The current NVD crisis traces back to February 2024, when NIST’s enrichment support contract lapsed. (The NVD analysts who perform enrichment are contractors.)
According to the findings by the US Department of Commerce Office of Inspector General (OIG), NIST had two years’ notice that it needed a new contractor but still failed to have a replacement ready in time, leaving the NVD program without adequate staffing until late November 2024.
The situation was made worse due to the Cybersecurity and Infrastructure Security Agency (CISA) not renewing financial support for the program in 2024, and the division overseeing the NVD being slow to request replacement funds from within NIST, the report says.
By the time a new contract was in place and a public commitment had been made to clear the backlog by September 2024, the number of unprocessed vulnerabilities stood at around 13,000. By the end of 2025, the backlog had grown to more than 27,000 vulnerabilities.
“We project that in 2026 the yearly total of reported vulnerabilities will surpass 60,000. This represents a nearly tenfold increase from a decade ago, further challenging NIST’s ability to resolve the backlog,” the OIG noted.
The OIG’s verdict and recommendations
The OIG identified four main problems in how NIST has handled the situation:
- NIST did not have a strategic plan for the NVD (and has confirmed that to the investigators)
- NIST’s enrichment process was found to be inefficient: Two tasks made up most of the enrichment workload, and one of them (calculating severity scores) was largely unnecessary, since nearly 80 percent of vulnerability submissions already included a score from the submitting party, and CISA had also been providing scores independently.
- NIST and CISA are operating two overlapping vulnerability enrichment programs with little coordination between them. CISA launched Vulnrichment in May 2024, but both agencies used the same government contractor and, in many cases, completed the same enrichment tasks on the same vulnerabilities.
- NIST’s communication with NVD stakeholders is poor, and its official communications are lagging.
The OIG concluded that without significant changes to how the program is run, the NVD will not be able to fulfill its mission and public trust in the database will continue to erode.
To turn the ship around, the OIG advised NIST to create a strategic plan, establish a backlog management plan with clear milestones, reduce duplicative severity scoring, coordinate with CISA to eliminate overlapping work, improve the process for external parties to contribute to the database, and develope a proper stakeholder communication strategy.
NIST now has until July 25, 2026, to submit a formal action plan and start implementing the recommendations.

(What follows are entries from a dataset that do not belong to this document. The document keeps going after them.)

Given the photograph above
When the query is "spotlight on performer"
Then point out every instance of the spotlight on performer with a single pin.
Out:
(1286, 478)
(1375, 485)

A month before the report was released, NIST announced that it would institute a new approach for populating and enriching the NVD: it would continue to add CVEs into it, but prioritize “enrichment” of only the most critical CVE-numbered security vulnerabilities (i.e., those added to CISA’s Known Exploited Vulnerabilities catalog, those affecting software used within the US federal government, and those affecting critical software).
It also said it would stop routinely calculating its own severity scores and instead rely on those provided by CVE Numbering Authorities.